American historian (1735–1820)

Benjamin Trumbull (19 December 1735 – 2 February 1820) was an early American historian and preacher.

==Early life==
Benjamin Trumbull was born in Hebron, Connecticut Colony, in 1735 to Benjamin Trumbull. He graduated from Yale University in 1759 and studied theology under Reverend Eleazar Wheelock. Wheelock delivered his ordination sermon in 1760, commending him to the people of North Haven as “not a sensual, sleepy, lazy, dumb dog, that could not bark back.”

==Career==
Trumbull began as a pastor on December 24, 1760, at the Congregational Church in New Haven. He was a pastor for about sixty years, his preaching being interrupted only by the Revolution, in which he served both as a volunteer and as chaplain for the Wadsworth's Brigade under James Wadsworth.
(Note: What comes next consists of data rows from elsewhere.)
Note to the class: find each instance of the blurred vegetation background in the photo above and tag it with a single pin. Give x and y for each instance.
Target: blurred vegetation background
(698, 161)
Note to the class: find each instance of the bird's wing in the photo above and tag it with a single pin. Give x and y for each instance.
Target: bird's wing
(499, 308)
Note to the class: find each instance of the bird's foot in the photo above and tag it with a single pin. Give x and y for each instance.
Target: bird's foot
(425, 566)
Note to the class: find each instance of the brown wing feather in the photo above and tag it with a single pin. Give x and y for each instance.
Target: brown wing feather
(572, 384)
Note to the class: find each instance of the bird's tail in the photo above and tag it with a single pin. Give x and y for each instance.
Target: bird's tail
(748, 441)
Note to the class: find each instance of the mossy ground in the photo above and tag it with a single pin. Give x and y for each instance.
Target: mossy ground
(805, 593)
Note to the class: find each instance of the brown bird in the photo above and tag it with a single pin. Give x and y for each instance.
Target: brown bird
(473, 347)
After the war he published a pamphlet sustaining the claim of Connecticut to the Susquehanna purchase, which influenced the decision of Congress in her favor. Yale gave him the degree of D.D. in 1796. He published Twelve Discourses on the Divine Origin of the Holy Scriptures (Hartford: Hudson and Goodwin, 1790); A General History of the United States of America; from the Discovery, in 1492, to 1792, . . . . that was intended to be three volumes, but he lived only to complete the first, Vol. I: Exhibiting a General View of the Principal Events, from the Discovery of North America, to the Year 1765 (New York: Williams & Whiting, 1810); and A Complete History of Connecticut, Civil and Ecclesiastical, from the Emigration of Its First Planters from England, in MDCXXX, to MDCCXIII (Hartford: Hudson & Goodwin, 1797), later expanded in a second edition to A Complete History of Connecticut, Civil and Ecclesiastical, from the Emigration of Its First Planters from England, in 1630, to the Year 1764; and to the Close of the Indian Wars (New Haven, CT: Maltby, Goldsmith, & Co. and Samuel Wadsworth, 1818). The manuscript collections from which this history is compiled are in the Yale library. His grandson Lyman Trumbull was a U.S. Senator from Illinois.

Trumbull was elected a member of the American Antiquarian Society in 1814. AAS holds original copies of over 40 titles related to, or authored by Trumbull, as well as the manuscript of his General History of the United States He died in North Haven, Connecticut.